Let us start at the beginning of the Road to Rio. My sport of paracanoe is fast, frantic and competitive. The GB squad contains some of the most talented athletes in the world and competition for places is fierce. It is an odd environment to be in as we train side by side as team-mates for months and years and then we turn around and fight like mad for a place in the team. We train full-time. We all do the same gym work, have the same coaches, the same opportunities, we all paddle the same boats and we all have to accomplish the same task of completing the 200-metre course as quickly as possible. So what sets apart those who went to Rio and those who didn’t?
I knew all along that only one place was up for grabs in the KL2 category, and if that athlete was to be me I needed to address every area of my life and leave no stone unturned in my quest for selection. So I set about changing my approach to every day, deciding to choose my attitude to challenging situations I may face at training and recognising the fact that I was in control of how I behaved, what I focused on, how I reacted to certain situations and how I performed on any given day.
With the help of a sports psychologist I stumbled across this gem of ‘choosing my attitude’. The first step was recognising that, of course, I could feel hard done by, like I wanted to stay in bed, that, yes, things were unfair and sometimes the behaviour of others was not conducive to being part of a successful team. But the key was that I was ‘choosing’ to feel like that. Something had to change and that something was the one thing I was in total control of: myself and my attitude.
This eureka moment led to me starting to use a Performance Log, and taking time each morning to actually write my attitude for the day and plan for any situation which might arise and which might prevent me achieving that day’s goal. It worked. I felt in control and I saw the benefits almost immediately.
As we moved from a hard winter of training to the competition season my mind could have been filled with questions and doubts. Have I used the time well? Have I done the correct training? Have I made progress? Not to mention the dreaded ‘What ifs?’ Instead, I felt a rational calmness. A calmness born of knowing no stone had been left unturned in our efforts to make the boat go faster. That by working hard on the attitude I chose to approach every day I had made the most of every opportunity presented to me. I trained harder than I thought possible. I worried less about things outside my control. I was diligent and focused on my goals every day and every session.
Although I feel this calmness today, I am definitely not the finished article and at times when fatigue overwhelms me and pressure mounts, those familiar doubts can creep in again.

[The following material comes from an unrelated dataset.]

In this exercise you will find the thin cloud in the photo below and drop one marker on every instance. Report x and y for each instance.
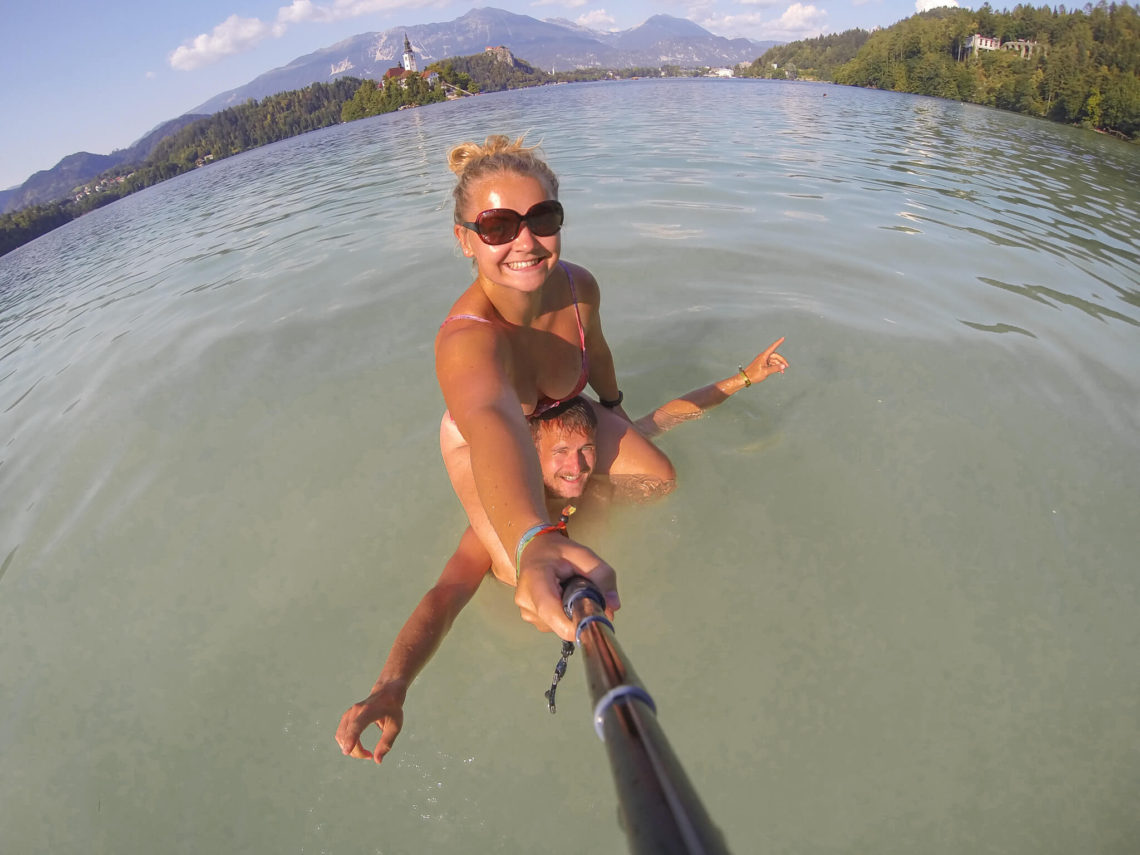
(799, 21)
(596, 19)
(237, 34)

But that is the time when I use my newly acquired skills and ‘manage myself’ and ‘choose my mindset’. Even making simple changes to the language I use, such as ‘could’ instead of ‘should’, seem to have enhanced my feelings of being in control.
The result of my experience is that I am a happy, more content, more profitable and more successful person. I am able to ‘rest easy’ and know I am in control of what I do and how I perform. I can crawl back into bed at the end of the day and feel that I have accomplished something.
So that is my secret weapon, the weapon that means there is a shiny gold medal beaming down at me from beside the alarm clock that I will definitely not be switching to snooze. It really is all in the mindset.